We've got a tale of two markets here, said John Tashjian, principal of Centurion Real Estate Partners, which owns residential and office buildings in Manhattan and California. Now, more than ever, we're seeing a separation between the haves and have-nots in terms of geography.
The most robust cities are those with strong local economies and high demand, said Tashjian. The S&P/Case-Shiller Housing Index reported Tuesday that in April, prices in San Francisco rose 3.4 percent, Washington, D.C., rose 2.8 percent, Boston rose 0.9 percent, Miami rose 0.4 percent and New York rose 0.1 percent.

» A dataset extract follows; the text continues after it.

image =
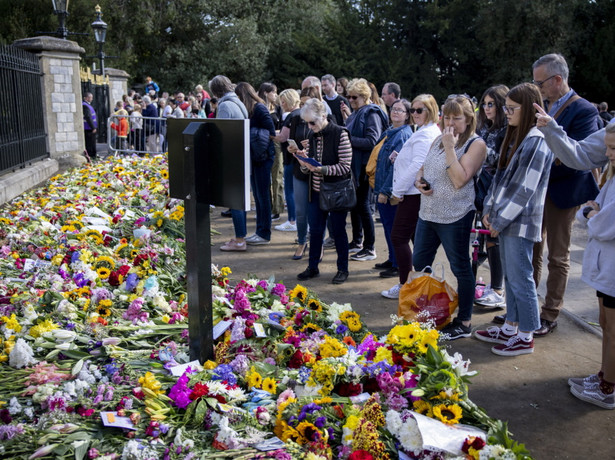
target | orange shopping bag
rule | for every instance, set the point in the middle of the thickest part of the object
(425, 292)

Each city has been insulated from the lackluster national job market and, particularly in the case of New York's Manhattan and Miami's South Beach, attracted foreign buyers seeking stable investments. This demand has led to low inventory and price increases.
You have to look at what the demand generators are, said Tashjian. The U.S. is on sale.
But the rest of the country lacks the cachet of premier cities, and Monday's new home sales data, provided by the U.S. Commerce Department, supports the idea of disparity. New home sales in the Northeast region surged 36.7 percent and sales in the South rose 12.7 percent. In contrast, new home sales fell 3.5 percent in the West and 10.6 percent in the Midwest.
The economy is still bad, said Tashjian. Let's not call it a comeback just yet.
And while new home sales were up, they account for only around 7 percent of the market. Existing home sales, the bulk of housing, were down 1.5 percent to a seasonally adjusted annual rate of 4.55 million in May, according to the National Association of Realtors. And existing home sales remain far below the peak level of around 7 million.
A true housing recovery will not occur without sustained job growth, an improvement that Tashjian doesn't expect for at least a year.